In 1879, a German royal named Otto Franc von Lichtenstein founded the Pitchfork Ranch along the Greybull River in Wyoming Territory’s Bighorn Basin. Eight years later, on Nov. 26, 1887, Charles Belden, who would come to that ranch as an adult, was born in San Francisco.
He was the grandson of Josiah Belden, who traveled west with the 1841 Bidwell-Bartelson party, first wagon train of settlers to use what would become the Oregon Trail. Charles later recalled taking pack trips in the Kings and Kern river areas after he turned 10 years old.

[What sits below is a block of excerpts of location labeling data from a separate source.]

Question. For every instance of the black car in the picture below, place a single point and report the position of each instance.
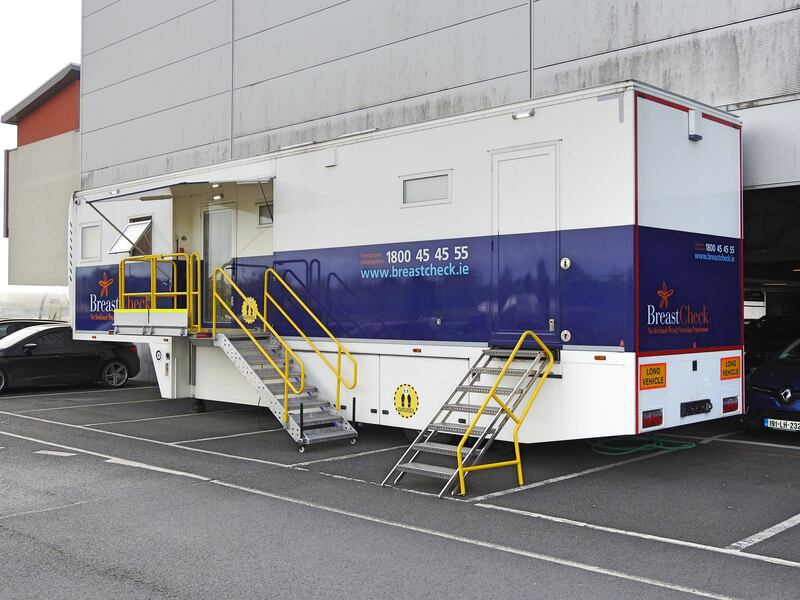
(773, 396)
(47, 355)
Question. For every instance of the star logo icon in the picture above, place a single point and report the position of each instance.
(664, 293)
(104, 284)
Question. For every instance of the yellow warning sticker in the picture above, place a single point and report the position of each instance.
(652, 376)
(249, 310)
(406, 401)
(730, 367)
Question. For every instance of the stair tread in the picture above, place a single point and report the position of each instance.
(455, 428)
(497, 370)
(502, 353)
(472, 408)
(437, 448)
(328, 434)
(486, 389)
(428, 470)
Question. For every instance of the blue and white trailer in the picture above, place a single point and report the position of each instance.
(607, 221)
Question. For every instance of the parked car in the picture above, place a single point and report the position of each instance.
(8, 326)
(764, 338)
(47, 355)
(773, 394)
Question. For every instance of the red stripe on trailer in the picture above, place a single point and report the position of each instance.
(669, 103)
(636, 253)
(722, 121)
(690, 351)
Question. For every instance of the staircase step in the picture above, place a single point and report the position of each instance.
(505, 353)
(497, 371)
(328, 434)
(456, 428)
(490, 409)
(319, 417)
(308, 402)
(437, 448)
(427, 470)
(485, 389)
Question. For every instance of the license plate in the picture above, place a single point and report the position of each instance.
(782, 424)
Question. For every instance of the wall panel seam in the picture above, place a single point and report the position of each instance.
(668, 38)
(153, 70)
(381, 46)
(133, 35)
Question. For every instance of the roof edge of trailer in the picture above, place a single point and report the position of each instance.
(227, 171)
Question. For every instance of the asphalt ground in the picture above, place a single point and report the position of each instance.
(122, 494)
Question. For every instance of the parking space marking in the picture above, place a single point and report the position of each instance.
(729, 441)
(561, 478)
(72, 393)
(148, 440)
(225, 437)
(645, 536)
(138, 465)
(216, 412)
(346, 456)
(55, 453)
(90, 405)
(766, 534)
(479, 543)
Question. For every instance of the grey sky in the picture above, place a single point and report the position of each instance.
(37, 39)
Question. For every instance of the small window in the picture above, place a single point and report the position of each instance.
(136, 238)
(265, 214)
(431, 189)
(90, 242)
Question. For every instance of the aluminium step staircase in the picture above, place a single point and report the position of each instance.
(312, 418)
(458, 410)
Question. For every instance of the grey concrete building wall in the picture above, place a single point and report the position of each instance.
(172, 85)
(42, 176)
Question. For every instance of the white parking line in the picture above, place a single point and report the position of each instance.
(423, 530)
(225, 437)
(644, 536)
(728, 441)
(141, 439)
(567, 477)
(473, 542)
(55, 453)
(766, 534)
(90, 405)
(216, 412)
(346, 456)
(99, 390)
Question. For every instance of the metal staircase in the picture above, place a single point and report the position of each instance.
(514, 373)
(273, 367)
(310, 418)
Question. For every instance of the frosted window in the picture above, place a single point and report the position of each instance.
(426, 189)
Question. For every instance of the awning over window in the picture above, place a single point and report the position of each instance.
(130, 237)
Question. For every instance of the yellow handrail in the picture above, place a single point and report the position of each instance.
(492, 395)
(192, 293)
(287, 351)
(337, 371)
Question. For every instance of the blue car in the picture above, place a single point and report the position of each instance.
(773, 396)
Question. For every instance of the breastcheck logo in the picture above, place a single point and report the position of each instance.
(684, 319)
(104, 284)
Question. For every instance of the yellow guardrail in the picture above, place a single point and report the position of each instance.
(492, 395)
(192, 292)
(288, 384)
(340, 349)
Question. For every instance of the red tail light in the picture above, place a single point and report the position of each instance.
(652, 418)
(730, 404)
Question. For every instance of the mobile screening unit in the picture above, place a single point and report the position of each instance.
(430, 276)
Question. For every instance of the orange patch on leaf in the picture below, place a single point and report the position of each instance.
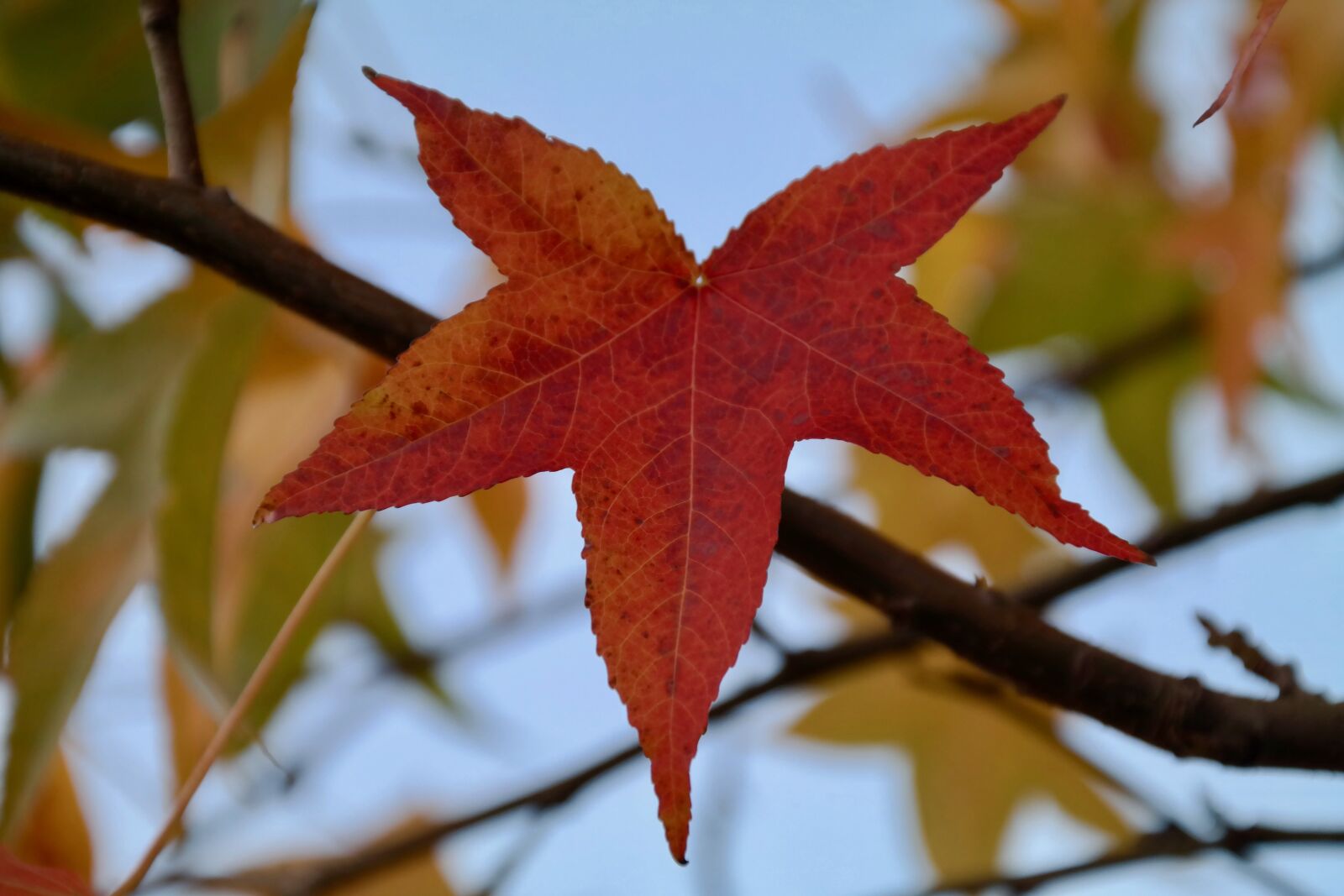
(1269, 11)
(675, 391)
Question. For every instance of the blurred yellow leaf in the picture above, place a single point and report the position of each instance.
(920, 513)
(418, 875)
(54, 832)
(976, 752)
(87, 62)
(501, 511)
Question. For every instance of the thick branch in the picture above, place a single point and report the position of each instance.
(1010, 640)
(999, 636)
(160, 22)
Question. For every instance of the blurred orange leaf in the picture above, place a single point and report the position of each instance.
(22, 879)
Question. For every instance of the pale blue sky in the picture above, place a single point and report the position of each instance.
(714, 107)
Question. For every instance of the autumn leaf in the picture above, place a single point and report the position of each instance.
(55, 832)
(22, 879)
(675, 391)
(1269, 11)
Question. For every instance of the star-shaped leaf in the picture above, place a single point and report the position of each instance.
(675, 391)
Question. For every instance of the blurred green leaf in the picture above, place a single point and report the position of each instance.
(192, 456)
(87, 62)
(73, 594)
(1085, 273)
(1137, 409)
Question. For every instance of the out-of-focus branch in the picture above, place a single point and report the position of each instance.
(1010, 640)
(1327, 490)
(1168, 842)
(207, 226)
(1156, 338)
(327, 875)
(1003, 637)
(160, 22)
(1281, 674)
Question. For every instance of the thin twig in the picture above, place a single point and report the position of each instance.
(1280, 674)
(245, 700)
(160, 22)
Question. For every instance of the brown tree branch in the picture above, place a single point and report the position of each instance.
(1156, 338)
(160, 22)
(996, 634)
(1010, 640)
(1168, 842)
(206, 224)
(1280, 674)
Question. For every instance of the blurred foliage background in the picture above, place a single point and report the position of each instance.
(1097, 270)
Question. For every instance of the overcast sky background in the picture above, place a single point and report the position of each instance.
(711, 107)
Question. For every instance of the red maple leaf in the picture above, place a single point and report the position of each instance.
(675, 391)
(1269, 11)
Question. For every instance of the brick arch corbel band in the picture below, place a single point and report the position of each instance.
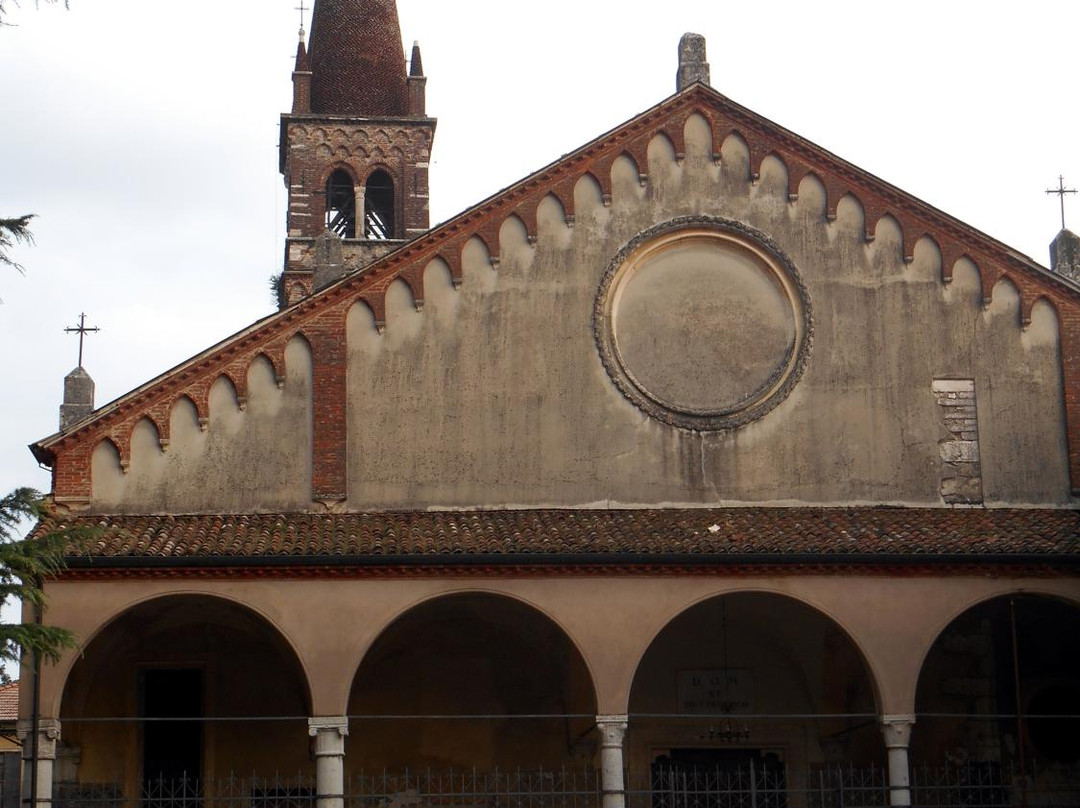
(321, 313)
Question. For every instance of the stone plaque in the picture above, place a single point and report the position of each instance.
(716, 691)
(703, 323)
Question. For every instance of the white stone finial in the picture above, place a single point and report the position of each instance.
(692, 66)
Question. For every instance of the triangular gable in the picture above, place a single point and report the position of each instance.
(321, 318)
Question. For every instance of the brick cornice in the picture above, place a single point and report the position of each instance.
(917, 219)
(914, 568)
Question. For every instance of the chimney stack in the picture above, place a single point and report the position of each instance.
(78, 398)
(1065, 255)
(691, 62)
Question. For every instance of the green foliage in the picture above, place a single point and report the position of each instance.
(14, 231)
(24, 565)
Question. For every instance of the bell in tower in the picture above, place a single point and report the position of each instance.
(354, 150)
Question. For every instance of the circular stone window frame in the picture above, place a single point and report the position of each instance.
(730, 233)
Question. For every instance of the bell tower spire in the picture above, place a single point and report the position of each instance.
(354, 149)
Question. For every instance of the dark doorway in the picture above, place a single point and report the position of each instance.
(379, 206)
(341, 205)
(718, 778)
(172, 750)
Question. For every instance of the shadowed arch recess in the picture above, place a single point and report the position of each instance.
(761, 671)
(488, 681)
(239, 717)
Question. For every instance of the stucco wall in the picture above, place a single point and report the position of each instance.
(495, 394)
(255, 458)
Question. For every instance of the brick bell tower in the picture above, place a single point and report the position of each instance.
(354, 149)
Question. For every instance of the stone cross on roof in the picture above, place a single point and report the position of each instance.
(1061, 190)
(82, 331)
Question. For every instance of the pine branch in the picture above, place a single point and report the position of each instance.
(14, 231)
(24, 567)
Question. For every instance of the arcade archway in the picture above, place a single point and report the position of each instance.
(183, 688)
(752, 679)
(471, 681)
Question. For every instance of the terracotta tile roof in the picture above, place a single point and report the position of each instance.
(693, 534)
(356, 59)
(9, 702)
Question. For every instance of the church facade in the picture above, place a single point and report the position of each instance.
(699, 462)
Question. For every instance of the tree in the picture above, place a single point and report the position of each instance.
(24, 566)
(14, 231)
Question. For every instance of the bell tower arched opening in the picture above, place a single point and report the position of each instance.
(379, 206)
(341, 205)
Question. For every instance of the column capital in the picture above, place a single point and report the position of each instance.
(612, 729)
(896, 730)
(328, 724)
(49, 734)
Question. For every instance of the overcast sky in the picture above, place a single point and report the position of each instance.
(144, 134)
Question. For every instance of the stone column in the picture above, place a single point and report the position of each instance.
(49, 736)
(329, 732)
(612, 731)
(898, 734)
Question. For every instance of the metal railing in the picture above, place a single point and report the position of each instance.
(753, 785)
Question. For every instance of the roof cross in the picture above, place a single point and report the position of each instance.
(301, 8)
(82, 331)
(1061, 190)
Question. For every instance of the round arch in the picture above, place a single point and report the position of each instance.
(754, 674)
(184, 685)
(471, 678)
(993, 676)
(799, 598)
(64, 668)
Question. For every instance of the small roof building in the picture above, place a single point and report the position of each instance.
(700, 454)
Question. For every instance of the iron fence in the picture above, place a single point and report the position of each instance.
(753, 785)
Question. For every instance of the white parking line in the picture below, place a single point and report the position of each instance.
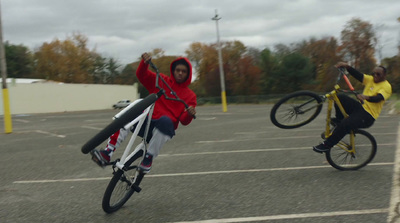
(91, 127)
(394, 209)
(291, 216)
(49, 133)
(192, 173)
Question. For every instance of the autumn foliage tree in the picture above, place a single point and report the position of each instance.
(242, 76)
(19, 61)
(358, 44)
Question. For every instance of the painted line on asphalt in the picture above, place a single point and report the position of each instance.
(192, 173)
(291, 216)
(253, 150)
(49, 133)
(91, 127)
(272, 138)
(394, 209)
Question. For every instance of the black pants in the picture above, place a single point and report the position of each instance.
(358, 118)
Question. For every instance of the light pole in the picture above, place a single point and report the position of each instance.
(6, 103)
(221, 69)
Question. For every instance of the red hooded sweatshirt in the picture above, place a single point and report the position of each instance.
(163, 107)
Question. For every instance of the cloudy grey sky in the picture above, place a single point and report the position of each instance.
(123, 29)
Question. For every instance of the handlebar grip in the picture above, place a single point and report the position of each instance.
(348, 82)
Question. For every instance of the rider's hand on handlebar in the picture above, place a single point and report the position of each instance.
(342, 65)
(361, 98)
(191, 110)
(146, 58)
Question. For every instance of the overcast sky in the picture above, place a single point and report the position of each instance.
(123, 29)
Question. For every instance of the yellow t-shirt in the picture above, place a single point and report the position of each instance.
(372, 89)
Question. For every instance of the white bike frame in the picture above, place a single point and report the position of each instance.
(148, 112)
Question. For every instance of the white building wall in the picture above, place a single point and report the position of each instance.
(54, 97)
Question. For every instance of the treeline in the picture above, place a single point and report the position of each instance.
(308, 64)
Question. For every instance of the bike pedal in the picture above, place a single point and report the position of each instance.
(96, 159)
(136, 188)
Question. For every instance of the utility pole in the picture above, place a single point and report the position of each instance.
(6, 102)
(221, 69)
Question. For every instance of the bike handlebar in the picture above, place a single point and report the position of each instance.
(162, 91)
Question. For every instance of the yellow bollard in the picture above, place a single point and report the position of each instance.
(224, 106)
(7, 113)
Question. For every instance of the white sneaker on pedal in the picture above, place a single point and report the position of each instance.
(145, 165)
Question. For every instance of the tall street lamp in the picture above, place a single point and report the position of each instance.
(221, 69)
(6, 103)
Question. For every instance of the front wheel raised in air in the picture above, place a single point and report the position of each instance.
(296, 109)
(341, 158)
(114, 126)
(122, 185)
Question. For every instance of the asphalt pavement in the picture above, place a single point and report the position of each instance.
(224, 167)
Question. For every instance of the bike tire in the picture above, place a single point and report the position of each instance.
(365, 146)
(120, 189)
(118, 123)
(296, 109)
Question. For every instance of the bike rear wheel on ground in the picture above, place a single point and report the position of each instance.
(296, 109)
(121, 187)
(365, 150)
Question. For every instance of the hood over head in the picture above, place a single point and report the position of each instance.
(186, 62)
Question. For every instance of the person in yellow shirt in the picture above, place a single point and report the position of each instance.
(362, 113)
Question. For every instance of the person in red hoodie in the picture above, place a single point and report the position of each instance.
(166, 116)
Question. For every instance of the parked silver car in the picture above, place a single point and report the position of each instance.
(121, 104)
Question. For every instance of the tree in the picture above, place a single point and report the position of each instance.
(268, 65)
(323, 55)
(295, 71)
(19, 61)
(71, 61)
(242, 76)
(358, 42)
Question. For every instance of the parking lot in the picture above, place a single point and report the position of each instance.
(224, 167)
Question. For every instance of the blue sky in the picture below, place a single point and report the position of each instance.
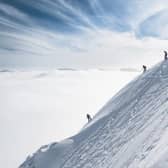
(82, 33)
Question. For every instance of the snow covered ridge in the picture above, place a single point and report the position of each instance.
(130, 131)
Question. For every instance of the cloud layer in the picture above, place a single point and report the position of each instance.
(67, 33)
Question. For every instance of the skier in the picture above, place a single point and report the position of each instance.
(88, 117)
(144, 68)
(165, 56)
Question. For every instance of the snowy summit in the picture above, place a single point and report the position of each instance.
(131, 131)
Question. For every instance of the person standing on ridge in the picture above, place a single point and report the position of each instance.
(89, 117)
(144, 68)
(165, 56)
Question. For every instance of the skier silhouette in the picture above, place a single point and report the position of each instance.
(88, 117)
(144, 68)
(165, 56)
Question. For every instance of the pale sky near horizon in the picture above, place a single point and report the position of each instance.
(80, 34)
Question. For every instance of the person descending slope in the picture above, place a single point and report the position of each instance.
(89, 117)
(144, 68)
(165, 56)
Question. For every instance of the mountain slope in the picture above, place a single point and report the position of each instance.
(131, 131)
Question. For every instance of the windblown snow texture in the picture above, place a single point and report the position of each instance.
(131, 131)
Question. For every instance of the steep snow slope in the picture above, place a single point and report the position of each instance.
(131, 131)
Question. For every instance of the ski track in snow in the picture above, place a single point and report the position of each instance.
(131, 131)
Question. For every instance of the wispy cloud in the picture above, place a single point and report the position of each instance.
(81, 33)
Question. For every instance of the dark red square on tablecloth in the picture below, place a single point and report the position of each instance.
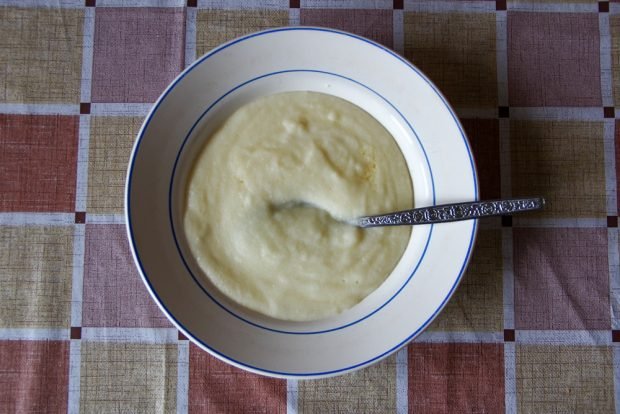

An uncle showed him how to take photographs in those days of glass plates. “We invariably had two and three pack mules loaded down with cameras, plates and equipment and I doubt if more pains have even been taken to photograph that region,” he wrote in a 1927 letter to his friend Mary Jester Allen.
Belden finished high school in Ross, Calif., and then attended the Massachusetts Institute of Technology where he studied mechanical engineering. In the summer of 1909, he and a couple of college friends traveled throughout Europe and Russia, logging more than 3,000 miles in “the empire of the Czar,” he wrote in the letter years later. Their 1908 Packard touring car, supposedly the first car driven for pleasure through Russia, caused a sensation and they “were feted and honored in all of the larger cities ... .”
For the trip, Charles purchased a Zeiss Minimum Palmos camera which used 4 x 5 inch glass plates, but, for its time, was considered a portable camera. It could withstand rough conditions and, with its fast shutter speed, take action shots. The camera cost approximately $25. He recorded sights in England, Germany, Switzerland, Italy and Russia, just eight years before the end of the reign of the czars.
One of the friends on the tour was Eugene Phelps, whose father, Montana land magnate L.G. Phelps, had purchased Wyoming’s Pitchfork Ranch in 1903 following the death of Otto Franc.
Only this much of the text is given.